Noi invece vogliamo ribadire e sottolineare che il ddl Cirinnà depositato in Senato è contrario all’art. 29 della nostra Costituzione; è deleterio per il futuro dei bambini, che saranno venduti come un semplice prodotto commerciale; è contrario al principio di uguaglianza e non discriminazione, che da una parte impone di trattare ugualmente situazioni uguali, ma dall’altra obbliga a trattare diversamente situazioni differenti. Ora, solo la famiglia naturale è idonea alla procreazione e costituisce il fondamento della società. Le coppie gay non sono atte a procreare e sono un fatto di convivenza e di affetto (del resto, valutabile negativamente) meramente privato. Pertanto, si tratta di realtà ben diverse.

Spiegate alcune falsità che fanno leva sull'ignoranza della gente (magari mal informata sul fatto che la realtà è assai diversa da quella descritta dall'integralismo cattolico), si giunge ad esprimere concetti non troppo dissimili da quelli che vennero utilizzati dai nazisti per legittimare lo sterminio dei gay. Il sostenere che delle persone debbano essere trattate con minor rispetto sulla base dell'orientamento sessuale non è solo anticostituzionale, ma è un vero e proprio rigurgito fascista che troppo ricorda i proclami utilizzati dai nazisti per legittimare veri e propri genocidi.
Il succo però rimane sempre quello: se malauguratamente un gay dovesse aver aver avuto un figlio da una relazione precedente, la loro associazione chiede sia trattato diversamente perché quella famiglia non piace a Brandi e alla sua banda.

Ma dato che al peggio non c'è mai fine, ProVita afferma anche che sia stata creata una «neo-lingua imposta a tutti per mascherare la verità». Peccato che quelli che si sono inventati la fantomatica «ideologia gender» siano loro.
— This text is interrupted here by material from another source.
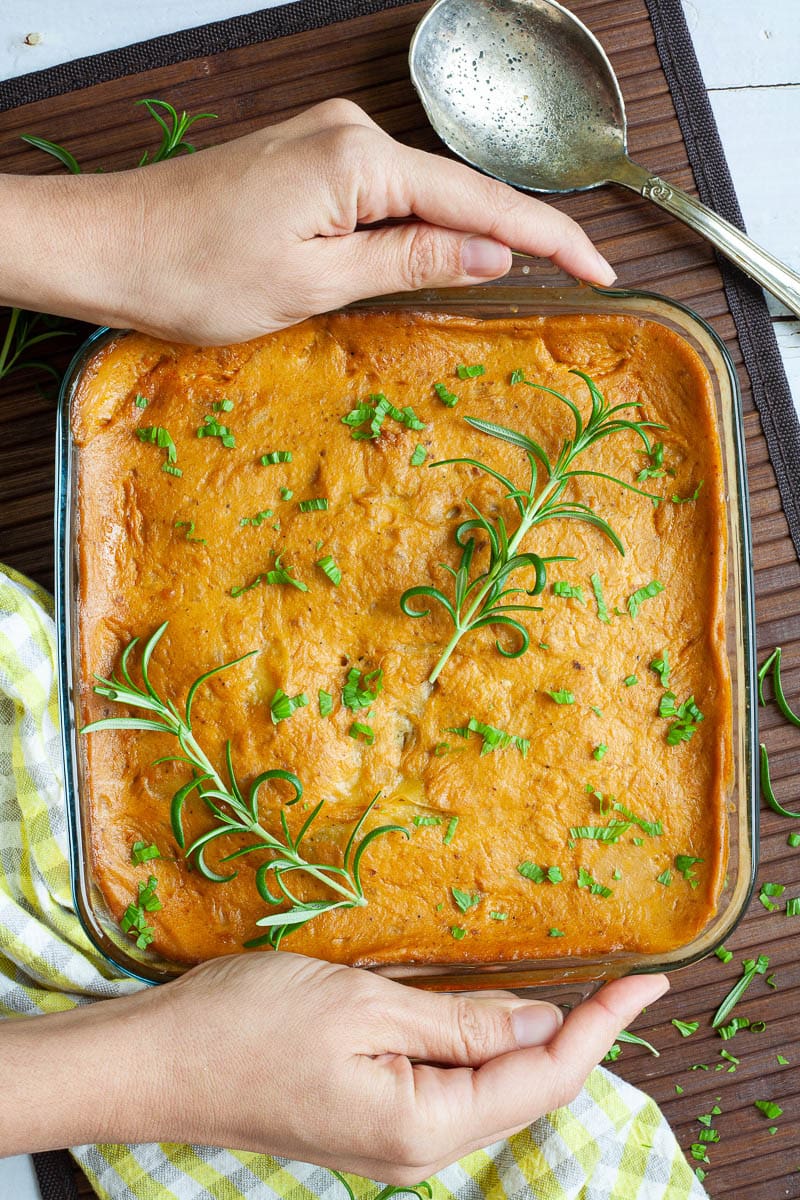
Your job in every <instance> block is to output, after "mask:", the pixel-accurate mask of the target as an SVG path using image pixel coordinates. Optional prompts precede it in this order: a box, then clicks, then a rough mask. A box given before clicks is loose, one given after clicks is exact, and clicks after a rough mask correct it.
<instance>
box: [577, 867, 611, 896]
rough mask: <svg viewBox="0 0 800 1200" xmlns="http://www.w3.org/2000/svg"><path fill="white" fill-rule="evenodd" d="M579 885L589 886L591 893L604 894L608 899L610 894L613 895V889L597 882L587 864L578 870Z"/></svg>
mask: <svg viewBox="0 0 800 1200" xmlns="http://www.w3.org/2000/svg"><path fill="white" fill-rule="evenodd" d="M578 887H579V888H588V890H589V892H590V893H591V895H593V896H603V898H606V899H607V898H608V896H610V895H613V892H612V889H610V888H607V887H603V884H602V883H597V881H596V880H595V878H593V876H591V875H590V874H589V871H588V870H587V869H585V866H582V868H581V869H579V870H578Z"/></svg>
E siano loro anche quelli che cercano di attribuire un significato discriminatorio al termine «famiglia». Hanno coniato la dicitura «famiglia naturale» pur di sopperire alla mancata definizione dei generi degli sposi nell'articolo 29, quasi a voler riscrivere ciò che la Costituzione non dice. Insomma, se di neo-lingua si parla, l'impressione è che dovrebbero avere quantomeno la decenza di non incolpare gli altri di quella che è la base della loro propaganda (quantomeno per non fare esattamente come fecero i nazisti quando incolparono gli ebrei delle persecuzioni che in realtà venivano inflitte loro).